The basic assumption in the report is that economic concentration is a necessary feature for development. This flies in the face of overwhelming evidence that shows that poverty grows side by side with wealth creation in a capitalist system. It is in fact a necessary counterpart to the generation and concentration of wealth in the hands of a few. This is the logic of uneven development: concentrated growth in some places necessarily leads to the impoverishment of others. This is true both within cities, between urban and rural areas, between sub-national regions and between countries and international regional blocs.
At times reading the report feels like we are back in the days of George Bush and the World Trade Organisation (WTO). Not surprising, perhaps, since Robert Zoellick, Bush’s appointment to head the Bank, is still in place. This is the same guy who spearheaded US agricultural negotiations at the height of the WTO’s power. The report bangs away at the need for countries to open their borders and embrace the ‘world market’ - blatantly identified with the markets of the US and the EU. Finance Minister Pravin Gordhan correctly noted that the report views markets as static, with “existing markets always remaining the same ones”. The logic of the report is for greater investment where investment already exists. At a global as much as an intra-city level, this means never breaking out of the inherited investment and growth logic that has taken us into these times of economic, social and ecological crisis.
Is the World Bank’s policy advice really contrary to the South African government’s approach? Two very important policy initiatives will give us the answer. First, we will have to wait to see what happens to the National Spatial Development Perspective (NSDP), which was the ANC’s macro-investment strategy in the era of Thabo Mbeki. This strategy almost precisely mirrors the World Bank’s current prescriptions, in focusing public investment in 26 identified areas of economic concentration across the country. Unsurprisingly, all are urban nodes. Those members of the population who happen to live outside these nodes will be provided (theoretically speaking, of course) with skills development to enable them to move to areas of economic activity. This is based on the rather far-fetched assumption that the urban areas will generate employment at a fast enough pace to absorb job seekers. Those who cannot or will not move will be offered basic welfare support but no more. We can only hope that this strategy will fall by the wayside in the new administration. For that to happen, major existing strategic frameworks at provincial, metro and local levels will need to be unravelled and redone.

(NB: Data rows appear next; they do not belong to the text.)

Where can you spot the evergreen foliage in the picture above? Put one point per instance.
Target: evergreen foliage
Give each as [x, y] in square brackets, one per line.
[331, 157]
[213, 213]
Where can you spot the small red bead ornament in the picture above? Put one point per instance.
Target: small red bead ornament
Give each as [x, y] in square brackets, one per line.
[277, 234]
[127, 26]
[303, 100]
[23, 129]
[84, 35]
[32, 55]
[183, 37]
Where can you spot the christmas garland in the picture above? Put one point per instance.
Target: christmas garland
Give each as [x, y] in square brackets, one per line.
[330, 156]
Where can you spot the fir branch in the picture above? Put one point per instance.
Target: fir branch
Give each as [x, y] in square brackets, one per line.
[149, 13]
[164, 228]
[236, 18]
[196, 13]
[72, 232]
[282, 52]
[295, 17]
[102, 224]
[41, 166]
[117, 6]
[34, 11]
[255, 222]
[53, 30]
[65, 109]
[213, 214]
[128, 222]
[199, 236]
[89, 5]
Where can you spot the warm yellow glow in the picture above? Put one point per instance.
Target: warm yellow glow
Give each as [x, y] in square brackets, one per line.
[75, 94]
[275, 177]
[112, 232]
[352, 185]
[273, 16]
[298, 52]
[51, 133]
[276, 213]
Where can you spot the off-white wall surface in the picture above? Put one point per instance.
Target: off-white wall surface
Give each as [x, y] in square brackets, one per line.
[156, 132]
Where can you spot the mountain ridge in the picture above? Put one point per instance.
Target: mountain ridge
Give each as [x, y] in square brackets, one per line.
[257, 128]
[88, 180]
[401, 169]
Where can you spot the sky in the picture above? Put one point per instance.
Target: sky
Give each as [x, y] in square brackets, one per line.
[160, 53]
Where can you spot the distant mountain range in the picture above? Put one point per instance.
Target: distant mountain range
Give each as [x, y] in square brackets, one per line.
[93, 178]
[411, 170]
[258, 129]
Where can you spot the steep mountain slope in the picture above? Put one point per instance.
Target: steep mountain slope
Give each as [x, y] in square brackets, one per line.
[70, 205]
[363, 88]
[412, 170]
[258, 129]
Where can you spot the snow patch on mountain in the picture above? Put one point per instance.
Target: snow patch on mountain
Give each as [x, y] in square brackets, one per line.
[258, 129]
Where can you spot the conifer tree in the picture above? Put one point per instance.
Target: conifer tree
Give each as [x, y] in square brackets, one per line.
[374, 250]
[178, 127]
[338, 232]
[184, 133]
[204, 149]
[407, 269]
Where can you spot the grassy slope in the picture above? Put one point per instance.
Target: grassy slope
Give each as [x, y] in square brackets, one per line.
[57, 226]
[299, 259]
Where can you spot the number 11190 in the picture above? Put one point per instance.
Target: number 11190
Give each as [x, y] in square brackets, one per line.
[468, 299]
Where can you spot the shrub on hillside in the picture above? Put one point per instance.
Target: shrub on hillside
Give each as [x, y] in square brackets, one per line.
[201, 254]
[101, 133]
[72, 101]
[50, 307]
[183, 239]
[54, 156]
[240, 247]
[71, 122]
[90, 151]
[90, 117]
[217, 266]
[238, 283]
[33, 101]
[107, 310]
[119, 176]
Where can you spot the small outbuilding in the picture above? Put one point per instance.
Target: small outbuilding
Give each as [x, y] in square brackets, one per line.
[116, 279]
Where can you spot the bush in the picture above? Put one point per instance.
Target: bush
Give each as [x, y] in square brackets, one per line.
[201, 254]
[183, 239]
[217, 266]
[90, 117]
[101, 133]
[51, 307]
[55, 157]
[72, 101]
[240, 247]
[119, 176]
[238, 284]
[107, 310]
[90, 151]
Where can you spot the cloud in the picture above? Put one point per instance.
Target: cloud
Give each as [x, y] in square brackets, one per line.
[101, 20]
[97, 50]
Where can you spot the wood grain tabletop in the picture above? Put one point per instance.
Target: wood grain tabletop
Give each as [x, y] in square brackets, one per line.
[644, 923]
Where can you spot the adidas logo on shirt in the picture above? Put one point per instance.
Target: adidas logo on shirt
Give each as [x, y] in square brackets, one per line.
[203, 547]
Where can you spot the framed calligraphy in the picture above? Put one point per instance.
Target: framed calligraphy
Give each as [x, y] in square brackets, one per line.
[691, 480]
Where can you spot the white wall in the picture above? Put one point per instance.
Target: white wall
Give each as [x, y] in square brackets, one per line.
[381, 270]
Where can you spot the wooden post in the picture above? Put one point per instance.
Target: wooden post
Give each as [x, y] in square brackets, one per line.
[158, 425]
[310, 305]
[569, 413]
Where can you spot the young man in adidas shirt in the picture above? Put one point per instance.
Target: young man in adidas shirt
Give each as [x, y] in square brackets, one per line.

Second, we will have to wait and see (since government tends to disdain input from the mere citizenry) whether all the talk about a rural development strategy will actually materialise into some kind of coherent vision and plan, and how it will relate to the urbanisation dynamic. From the dribs and drabs emerging out of government so far, the chances do not look promising. At this stage, talk of an “ambitious rural development plan” is going a bit far. Yet the opportunity precisely for the government to go against the disastrous ‘mainstream approaches’ of the World Bank is present. Whether government can carry the process through to its logical conclusion remains to be seen.